El gobierno tiene que trazar una línea, desesperadamente. Si dejan caer al ministro Saavedra, ninguno parecido querrá asumir el encargo de promover mejores oportunidades para los chicos. El equipo de primera que lidera, a cuyos dos líderes también dijeron corruptos sin empacho, se desmembrará. ¿Y por qué habrían de detenerse con Saavedra? ¿Y por qué habrían de parar con los ministros? ¿Son tan frívolos y calabacitas en política que no lo ven?

Entiendo que el día antes del balconazo de Keiko se decidió que la luna de miel había terminado, no más cooperación. Ya son libres de ofender, insultar, mentir, mostrar su ignorancia, usar la peor prensa y trollear, que es como viven la política. Lo tienen en su ADN, no han cambiado ni cambiarán. Los mejores nunca entraron o se fueron. Ana y Pier están en la alta dirección. Punto.

El presidente debió hablar con Alan García, entiendo que no lo hizo. Debió explicarle que la USMP es un lujo en nuestra caricatura de sistema universitario; que se adecuaría a la ley sin problemas. El Minedu no filtró nada contra el congresista Mulder, la segunda mayor decepción para mí; ni contra nadie, juegan limpio. Así son.
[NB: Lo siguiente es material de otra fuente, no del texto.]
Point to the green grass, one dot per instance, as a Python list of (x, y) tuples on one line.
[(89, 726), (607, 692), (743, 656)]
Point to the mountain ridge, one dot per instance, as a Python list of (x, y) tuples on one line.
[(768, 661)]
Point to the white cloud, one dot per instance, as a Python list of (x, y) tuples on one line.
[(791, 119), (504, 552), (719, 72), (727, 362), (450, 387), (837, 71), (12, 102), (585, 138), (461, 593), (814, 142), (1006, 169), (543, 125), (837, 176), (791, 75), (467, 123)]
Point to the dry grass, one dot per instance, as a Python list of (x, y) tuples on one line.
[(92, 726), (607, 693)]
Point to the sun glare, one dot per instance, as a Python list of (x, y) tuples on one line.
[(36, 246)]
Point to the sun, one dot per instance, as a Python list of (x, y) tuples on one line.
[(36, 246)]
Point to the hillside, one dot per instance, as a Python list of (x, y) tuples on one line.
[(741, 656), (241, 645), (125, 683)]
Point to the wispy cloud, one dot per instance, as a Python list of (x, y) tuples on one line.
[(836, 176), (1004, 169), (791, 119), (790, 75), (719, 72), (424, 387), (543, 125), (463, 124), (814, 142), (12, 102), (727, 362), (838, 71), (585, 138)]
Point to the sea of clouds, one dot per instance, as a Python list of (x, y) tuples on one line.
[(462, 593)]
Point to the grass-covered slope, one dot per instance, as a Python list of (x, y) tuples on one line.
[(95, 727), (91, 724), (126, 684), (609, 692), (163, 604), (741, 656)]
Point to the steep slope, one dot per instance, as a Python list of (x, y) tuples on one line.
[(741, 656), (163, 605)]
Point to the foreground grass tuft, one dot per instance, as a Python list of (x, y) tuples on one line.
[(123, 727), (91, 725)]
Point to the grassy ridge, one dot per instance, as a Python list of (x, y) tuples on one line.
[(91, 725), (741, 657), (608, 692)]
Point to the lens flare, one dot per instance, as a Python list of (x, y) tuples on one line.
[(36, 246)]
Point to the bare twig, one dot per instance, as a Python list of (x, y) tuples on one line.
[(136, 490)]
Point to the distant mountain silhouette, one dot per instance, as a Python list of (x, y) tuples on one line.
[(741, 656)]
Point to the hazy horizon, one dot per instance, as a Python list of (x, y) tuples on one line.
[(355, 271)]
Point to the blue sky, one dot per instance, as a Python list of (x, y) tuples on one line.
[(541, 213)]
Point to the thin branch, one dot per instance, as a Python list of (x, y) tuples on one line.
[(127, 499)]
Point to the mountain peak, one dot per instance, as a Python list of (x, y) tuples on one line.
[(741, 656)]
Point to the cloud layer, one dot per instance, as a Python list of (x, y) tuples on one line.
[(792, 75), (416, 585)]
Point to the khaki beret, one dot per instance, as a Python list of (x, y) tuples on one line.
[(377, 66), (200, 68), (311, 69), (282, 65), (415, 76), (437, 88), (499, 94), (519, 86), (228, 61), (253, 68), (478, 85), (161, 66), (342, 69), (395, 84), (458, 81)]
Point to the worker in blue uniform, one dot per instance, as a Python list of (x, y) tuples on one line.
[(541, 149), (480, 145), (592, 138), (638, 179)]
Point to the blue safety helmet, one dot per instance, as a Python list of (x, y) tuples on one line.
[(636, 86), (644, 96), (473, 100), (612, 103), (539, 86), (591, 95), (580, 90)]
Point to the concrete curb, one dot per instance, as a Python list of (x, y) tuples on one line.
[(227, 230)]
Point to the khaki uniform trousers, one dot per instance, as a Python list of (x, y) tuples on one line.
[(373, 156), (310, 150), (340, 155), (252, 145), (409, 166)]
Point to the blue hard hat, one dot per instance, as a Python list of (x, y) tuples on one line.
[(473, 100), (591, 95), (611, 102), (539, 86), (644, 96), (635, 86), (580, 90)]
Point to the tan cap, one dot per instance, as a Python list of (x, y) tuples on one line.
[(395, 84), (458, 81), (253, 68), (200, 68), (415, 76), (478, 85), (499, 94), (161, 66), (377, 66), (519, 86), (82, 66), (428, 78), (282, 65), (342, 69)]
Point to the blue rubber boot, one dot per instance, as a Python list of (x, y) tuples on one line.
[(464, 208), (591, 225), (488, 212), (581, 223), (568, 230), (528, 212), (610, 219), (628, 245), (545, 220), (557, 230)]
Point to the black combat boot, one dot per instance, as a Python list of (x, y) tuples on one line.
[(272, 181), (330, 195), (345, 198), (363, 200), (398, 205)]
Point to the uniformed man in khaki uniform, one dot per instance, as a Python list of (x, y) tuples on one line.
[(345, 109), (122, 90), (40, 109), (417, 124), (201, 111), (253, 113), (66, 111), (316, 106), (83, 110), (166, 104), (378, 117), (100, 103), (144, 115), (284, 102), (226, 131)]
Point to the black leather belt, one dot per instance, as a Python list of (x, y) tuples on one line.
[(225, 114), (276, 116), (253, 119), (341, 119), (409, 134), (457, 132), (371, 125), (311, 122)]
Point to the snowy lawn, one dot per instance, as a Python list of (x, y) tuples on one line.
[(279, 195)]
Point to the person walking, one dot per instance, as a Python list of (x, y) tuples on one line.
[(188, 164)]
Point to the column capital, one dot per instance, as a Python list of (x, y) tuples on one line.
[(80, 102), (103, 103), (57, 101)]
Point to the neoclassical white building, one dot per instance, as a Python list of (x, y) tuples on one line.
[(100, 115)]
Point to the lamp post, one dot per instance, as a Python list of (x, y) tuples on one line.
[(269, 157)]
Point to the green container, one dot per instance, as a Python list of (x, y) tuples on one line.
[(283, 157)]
Estuvieron de viaje ministros y congresistas. La estrategia política, si se le puede llamar así, parecía la de campaña para el segmento de ingresos altos. No compartieron a los profesionales que sí saben, recurrieron a otros a última hora. La prioridad es cambiar esto. El país no es un directorio. Los politiqueros actúan estratégicamente, tienen intereses particulares en conflicto, son mediocres y autoritarios. La cuestión de confianza debería ser el punto de quiebre.